Copyright (C) 2019 Ken-ya and Takahiro Yoshimura. All rights reserved.
Licensed under the terms of GNU General Public License Version 3 or later. See COPYING.txt
for details.
Clairvoyance is a concurrent lip reader. It is capable to read speakers are speaking in the given video stream, showing the threads of conversations.
You need: Python 3.6, ffmpeg (with ffprobe)

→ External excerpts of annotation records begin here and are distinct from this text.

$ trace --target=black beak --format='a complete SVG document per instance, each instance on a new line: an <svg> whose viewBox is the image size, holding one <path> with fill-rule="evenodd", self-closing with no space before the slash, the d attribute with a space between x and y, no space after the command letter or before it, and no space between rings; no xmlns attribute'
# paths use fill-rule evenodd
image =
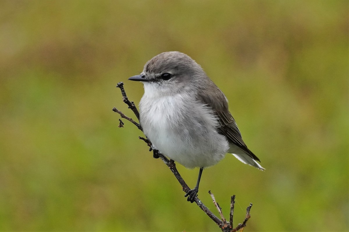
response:
<svg viewBox="0 0 349 232"><path fill-rule="evenodd" d="M150 81L150 80L149 79L146 79L146 76L144 75L138 75L136 76L133 76L128 78L128 80L130 81Z"/></svg>

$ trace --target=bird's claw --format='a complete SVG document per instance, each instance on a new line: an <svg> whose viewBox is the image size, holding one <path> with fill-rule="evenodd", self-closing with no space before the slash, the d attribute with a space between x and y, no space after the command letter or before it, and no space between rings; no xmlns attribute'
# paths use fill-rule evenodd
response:
<svg viewBox="0 0 349 232"><path fill-rule="evenodd" d="M188 192L184 195L184 197L187 197L188 199L187 199L187 200L192 203L195 200L195 198L198 196L197 193L198 191L199 191L199 189L196 187L195 187L193 189L191 189L188 191Z"/></svg>

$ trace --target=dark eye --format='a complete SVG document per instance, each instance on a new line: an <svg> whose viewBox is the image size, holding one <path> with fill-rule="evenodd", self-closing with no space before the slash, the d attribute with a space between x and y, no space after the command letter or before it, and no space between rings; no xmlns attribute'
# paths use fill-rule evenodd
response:
<svg viewBox="0 0 349 232"><path fill-rule="evenodd" d="M165 72L161 74L161 79L167 81L172 77L172 75L168 72Z"/></svg>

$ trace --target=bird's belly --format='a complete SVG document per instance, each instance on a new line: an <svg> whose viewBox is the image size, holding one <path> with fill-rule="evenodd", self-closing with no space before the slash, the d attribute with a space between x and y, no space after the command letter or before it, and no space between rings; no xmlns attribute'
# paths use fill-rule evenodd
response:
<svg viewBox="0 0 349 232"><path fill-rule="evenodd" d="M187 102L163 98L140 107L141 125L155 147L190 168L209 167L224 157L229 145L214 120L183 109Z"/></svg>

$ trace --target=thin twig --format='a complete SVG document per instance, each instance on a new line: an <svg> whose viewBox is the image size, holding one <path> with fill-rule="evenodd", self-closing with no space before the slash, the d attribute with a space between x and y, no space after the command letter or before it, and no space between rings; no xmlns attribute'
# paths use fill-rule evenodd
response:
<svg viewBox="0 0 349 232"><path fill-rule="evenodd" d="M124 123L122 121L121 121L121 119L119 119L119 120L120 121L120 123L119 124L118 127L123 127Z"/></svg>
<svg viewBox="0 0 349 232"><path fill-rule="evenodd" d="M122 100L124 101L124 102L127 104L127 105L128 106L128 108L133 111L133 113L134 113L137 118L139 120L139 113L138 112L138 110L137 109L137 107L135 105L134 103L133 102L130 102L128 100L128 98L126 95L126 92L125 92L125 90L124 89L124 82L122 81L119 82L116 85L116 87L119 88L120 90L121 90L121 94L122 95Z"/></svg>
<svg viewBox="0 0 349 232"><path fill-rule="evenodd" d="M227 220L225 220L225 218L224 218L224 216L223 216L223 213L222 212L222 208L219 206L219 204L218 204L218 202L216 201L214 195L213 195L213 193L211 192L211 190L208 191L208 193L210 194L210 195L211 195L211 197L212 199L212 200L213 201L213 203L216 206L216 208L217 208L217 210L218 210L218 213L219 213L219 215L221 216L221 218L222 218L222 221L223 222L223 223L226 223Z"/></svg>
<svg viewBox="0 0 349 232"><path fill-rule="evenodd" d="M229 224L232 227L234 226L233 223L233 216L234 215L234 205L235 203L235 195L233 195L231 196L231 199L230 200L230 220L229 220Z"/></svg>
<svg viewBox="0 0 349 232"><path fill-rule="evenodd" d="M127 116L124 114L122 112L121 112L120 110L116 109L115 107L113 108L113 111L114 111L114 112L115 112L116 113L117 113L118 114L120 115L120 116L121 116L121 118L124 118L126 120L128 120L129 121L131 122L134 124L136 126L138 127L139 129L142 131L143 131L143 130L142 130L142 127L141 126L140 124L139 123L137 123L137 122L136 122L136 121L135 121L134 120L133 120L133 119L132 119L131 118L127 117Z"/></svg>
<svg viewBox="0 0 349 232"><path fill-rule="evenodd" d="M246 217L245 218L245 220L244 220L244 222L242 223L242 224L239 223L239 225L238 226L236 227L236 228L233 229L232 230L232 232L235 232L235 231L237 231L241 228L245 227L246 226L246 223L247 221L248 221L248 219L250 218L251 217L251 215L250 214L250 210L251 209L251 207L252 207L252 203L250 203L250 205L246 209Z"/></svg>

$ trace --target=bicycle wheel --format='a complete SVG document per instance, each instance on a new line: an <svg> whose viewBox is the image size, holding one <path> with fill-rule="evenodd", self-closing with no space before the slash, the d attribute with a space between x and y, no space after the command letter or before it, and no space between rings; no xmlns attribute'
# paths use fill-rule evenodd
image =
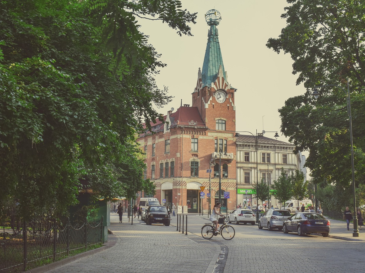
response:
<svg viewBox="0 0 365 273"><path fill-rule="evenodd" d="M232 226L225 225L220 229L220 235L224 240L231 240L233 239L235 232Z"/></svg>
<svg viewBox="0 0 365 273"><path fill-rule="evenodd" d="M201 236L204 239L210 239L214 234L214 230L210 225L203 226L201 228Z"/></svg>

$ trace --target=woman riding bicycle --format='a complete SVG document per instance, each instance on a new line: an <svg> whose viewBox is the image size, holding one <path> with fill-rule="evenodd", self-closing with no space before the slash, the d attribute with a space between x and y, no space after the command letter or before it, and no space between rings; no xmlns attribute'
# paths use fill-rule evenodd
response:
<svg viewBox="0 0 365 273"><path fill-rule="evenodd" d="M214 205L214 207L213 208L213 211L212 212L212 214L210 215L210 218L209 218L209 220L212 221L212 222L213 224L215 225L215 233L219 233L219 231L218 231L218 219L217 219L217 215L219 215L223 217L224 217L223 214L221 214L219 212L219 208L220 208L220 207L222 206L220 203L218 203Z"/></svg>

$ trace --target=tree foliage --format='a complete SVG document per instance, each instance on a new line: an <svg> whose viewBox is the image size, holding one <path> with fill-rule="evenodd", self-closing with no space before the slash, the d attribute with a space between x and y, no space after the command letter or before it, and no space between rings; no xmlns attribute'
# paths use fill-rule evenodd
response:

$ python3.6 -m venv ~/ve/cv
$ ~/ve/cv/bin/pip git+https://github.com/monolithworks/clairvoyance
$ ~/ve/cv/bin/pip git+https://github.com/monolithworks/clairvoyance-lipnet
$ ~/ve/cv/bin/clairvoyance --debug --show-frame --face-detect-subsample=1 /path/to/some/movie.mp4
...
DEBUG:FaceDetector:known_0: 70: recognized
DEBUG:FaceDetector:known_1: 70: recognized
DEBUG:FaceDetector:known_2: 70: recognized
DEBUG:FaceDetector:known_3: 70: recognized
...
DEBUG:FaceRecognitionTask:Faces detected: 4 (18.67 sec.).
known_0: bin re at z four now (6.60 sec)
known_1: bin bred ich c five son (3.63 sec)
known_2: ben are in f see son (3.72 sec)
known_3: h b o n o one son (6.10 sec)
Lots; slow, arcane, have to be stopped with C-c after detection, and so on. Sorry for that.